C核テロ(2)核保有国の軍の一部の暴走による核兵器の乗っ取り・使用

2.米国オバマ大統領の包括的核戦略演説(2009〜10年コメント)

 米国のオバマ大統領は、欧州歴訪中の2009年4月5日、核兵器の廃絶を目指した「核兵器の削減」、「核拡散防止条約(NPT)の強化」、そして「テロリストの核兵器獲得防止」からなる新政権の核戦略について演説した。

 この演説では、核廃絶へ向けた取り組みに関して、米国には、「核兵器を使った唯一の国として行動を起こす道義的責任がある」とした。

 この発言は、「核への取り組みが、米国の指導力の再生や、「道義的な権威」を高めることになると考えている」(毎日新聞2009.4.23)からだと解されている。

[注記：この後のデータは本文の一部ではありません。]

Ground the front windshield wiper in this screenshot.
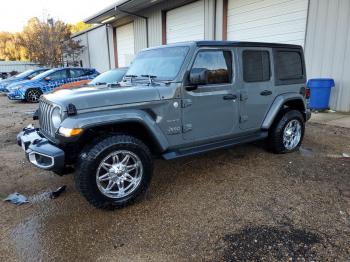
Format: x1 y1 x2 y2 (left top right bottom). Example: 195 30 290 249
141 75 157 85
94 82 107 86
125 75 138 83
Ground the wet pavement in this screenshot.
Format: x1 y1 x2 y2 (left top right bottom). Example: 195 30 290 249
0 97 350 261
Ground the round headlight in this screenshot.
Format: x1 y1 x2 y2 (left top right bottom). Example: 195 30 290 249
51 107 62 129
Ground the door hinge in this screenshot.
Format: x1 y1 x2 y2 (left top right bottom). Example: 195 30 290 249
182 124 192 133
181 99 192 108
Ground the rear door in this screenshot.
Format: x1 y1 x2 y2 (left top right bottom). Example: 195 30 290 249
239 48 274 130
182 49 238 141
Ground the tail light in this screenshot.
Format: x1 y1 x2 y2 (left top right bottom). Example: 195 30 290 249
304 88 311 99
300 87 310 99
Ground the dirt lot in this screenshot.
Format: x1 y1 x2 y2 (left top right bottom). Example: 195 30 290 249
0 97 350 261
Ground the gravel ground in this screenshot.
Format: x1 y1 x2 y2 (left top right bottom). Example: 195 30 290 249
0 97 350 261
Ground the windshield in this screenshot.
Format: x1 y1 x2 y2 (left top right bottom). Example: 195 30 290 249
32 69 57 80
126 46 189 80
14 70 34 78
89 69 126 85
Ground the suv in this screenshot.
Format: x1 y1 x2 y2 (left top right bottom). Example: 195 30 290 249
17 41 310 209
0 68 49 93
7 67 99 103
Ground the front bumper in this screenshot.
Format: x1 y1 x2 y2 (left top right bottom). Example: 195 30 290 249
17 126 65 171
305 108 311 121
0 87 9 94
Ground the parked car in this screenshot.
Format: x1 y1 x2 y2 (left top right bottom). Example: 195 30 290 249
17 41 311 209
0 68 49 93
7 67 99 103
54 67 128 92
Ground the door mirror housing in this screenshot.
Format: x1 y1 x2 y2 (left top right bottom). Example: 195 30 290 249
190 68 208 86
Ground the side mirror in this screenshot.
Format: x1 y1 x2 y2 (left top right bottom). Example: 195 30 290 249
190 68 208 86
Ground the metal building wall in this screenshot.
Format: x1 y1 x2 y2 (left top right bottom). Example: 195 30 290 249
72 26 114 73
305 0 350 112
139 0 222 48
0 61 39 73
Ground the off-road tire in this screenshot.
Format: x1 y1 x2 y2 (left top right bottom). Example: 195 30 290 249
267 109 305 154
24 88 43 103
75 134 153 210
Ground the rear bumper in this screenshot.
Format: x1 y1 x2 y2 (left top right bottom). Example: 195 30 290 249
17 126 65 171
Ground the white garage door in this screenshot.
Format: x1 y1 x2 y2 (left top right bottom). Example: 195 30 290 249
166 0 204 44
227 0 308 46
116 23 135 67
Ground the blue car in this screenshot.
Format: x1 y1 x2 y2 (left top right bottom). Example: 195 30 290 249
0 68 49 93
7 67 99 103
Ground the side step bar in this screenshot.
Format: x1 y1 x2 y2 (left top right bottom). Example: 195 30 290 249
162 131 268 160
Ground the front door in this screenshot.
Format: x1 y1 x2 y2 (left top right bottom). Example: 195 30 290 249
182 49 238 141
238 48 274 131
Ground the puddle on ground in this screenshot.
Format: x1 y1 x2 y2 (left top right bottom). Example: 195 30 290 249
223 226 323 261
299 146 315 157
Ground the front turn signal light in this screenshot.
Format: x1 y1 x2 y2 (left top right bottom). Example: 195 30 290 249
58 126 83 137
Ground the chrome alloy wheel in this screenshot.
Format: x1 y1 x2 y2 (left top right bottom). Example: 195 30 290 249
27 89 41 103
283 119 301 150
96 150 143 198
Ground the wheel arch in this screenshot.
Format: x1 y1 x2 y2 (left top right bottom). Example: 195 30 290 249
261 94 307 130
61 110 168 154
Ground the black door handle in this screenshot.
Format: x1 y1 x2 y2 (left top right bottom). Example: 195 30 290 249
223 94 237 100
260 90 272 96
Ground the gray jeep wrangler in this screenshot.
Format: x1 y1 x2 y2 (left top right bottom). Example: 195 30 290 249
17 41 310 209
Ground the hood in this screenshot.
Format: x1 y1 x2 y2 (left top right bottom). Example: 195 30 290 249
7 79 33 90
44 85 160 110
0 78 23 87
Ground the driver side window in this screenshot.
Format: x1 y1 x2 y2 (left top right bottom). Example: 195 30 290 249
49 70 67 81
192 50 232 84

 しかし、「核兵器を使われた唯一の国」である日本の国民の1人としては、よもや米国の政治指導者がこうした発言をするとは考えていなかったので、正直言って驚いた。ぎりぎりの発言であろうが、これを聞いて少し癒された感覚となったのは、私だけであろうか。

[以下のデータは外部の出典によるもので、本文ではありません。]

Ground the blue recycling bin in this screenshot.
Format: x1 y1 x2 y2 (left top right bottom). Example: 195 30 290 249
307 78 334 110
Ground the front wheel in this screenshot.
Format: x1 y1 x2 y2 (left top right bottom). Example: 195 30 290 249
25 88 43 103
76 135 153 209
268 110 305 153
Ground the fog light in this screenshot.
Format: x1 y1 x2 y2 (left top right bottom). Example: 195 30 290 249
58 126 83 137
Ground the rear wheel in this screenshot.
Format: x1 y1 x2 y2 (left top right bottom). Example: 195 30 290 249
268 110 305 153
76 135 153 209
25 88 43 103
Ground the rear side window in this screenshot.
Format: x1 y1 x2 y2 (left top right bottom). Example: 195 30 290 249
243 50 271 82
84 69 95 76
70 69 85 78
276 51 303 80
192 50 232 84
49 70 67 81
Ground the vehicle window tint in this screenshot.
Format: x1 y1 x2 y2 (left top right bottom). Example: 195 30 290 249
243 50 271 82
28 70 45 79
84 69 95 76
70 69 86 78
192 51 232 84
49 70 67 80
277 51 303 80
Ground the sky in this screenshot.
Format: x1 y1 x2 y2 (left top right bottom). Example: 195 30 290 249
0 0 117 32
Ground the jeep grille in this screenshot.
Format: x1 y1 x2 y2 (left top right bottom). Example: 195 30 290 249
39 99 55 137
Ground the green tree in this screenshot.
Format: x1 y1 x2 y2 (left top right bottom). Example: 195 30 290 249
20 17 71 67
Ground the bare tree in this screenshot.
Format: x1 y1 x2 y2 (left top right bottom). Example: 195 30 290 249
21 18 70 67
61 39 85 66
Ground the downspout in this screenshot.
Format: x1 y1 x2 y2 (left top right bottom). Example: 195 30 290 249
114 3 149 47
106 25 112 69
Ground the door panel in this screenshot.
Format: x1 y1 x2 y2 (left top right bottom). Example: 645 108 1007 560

 大戦末期に核兵器の使用に関し、米国内でも、戦後の世界における米国のリーダーシップにとって長期的にマイナスとなるので(つまり、単純化して言うと、偉そうなことを言っても説得力がもてなくなるので)、取り止めようと言う議論があった。半世紀が経過して、米国の大統領は、この点の反省に立った取り組みを進めようとしているのであろう。やはり黒人の大統領でなければ、こうした常識感覚にたった発言は出来なかったのではないかと感じる。イラク戦争において、ならず者同士のけんかでもないのに、敗者となった敵国の軍隊を降伏させずに解体してしまって戦後の安定、治安維持がうまくいく筈がないことが理解できなかったブッシュ前大統領の非常識きわまりない態度とは全く対照的である(図録8050参照)。

 前置きが長くなったが、オバマ大統領のこうした発言を契機に、世界の核兵器の保有状況データが新聞に掲載されたので図録として更新した。最初にこの図録を収録したのは、2006年10月の北朝鮮による核実験の強行の直後であった。以下に、その時のコメントを掲げておく。

3.北朝鮮の核実験強行(2006年11月コメント)

 2006年10月9日午前10時35分頃、北朝鮮は、咸鏡北道の山岳地帯の地下で核実験を強行した。すでに北朝鮮は2003年1月に核拡散防止条約(NPT)から脱退、2005年2月に核兵器保有宣言、2006年10月初めには核実験を予告していた。この実験は、先の7月のミサイル発射と相まって、全世界、特に地理的に近く拉致問題を北朝鮮との間で抱える日本にとって深刻な脅威と受け止められている。そのため、国連安保理では、ミサイル発射に対して7月に行った非難決議とは異なり、国連憲章第7条に基づく核をはじめとする大量破壊兵器防止のための強制力を伴った制裁決議を5日後という早いタイミング、かつ全会一致で採択した。

 北朝鮮の核実験は東アジアの安全保障上の深刻な脅威であるばかりでなく、世界的な核拡散防止体制を大きく揺さぶっている。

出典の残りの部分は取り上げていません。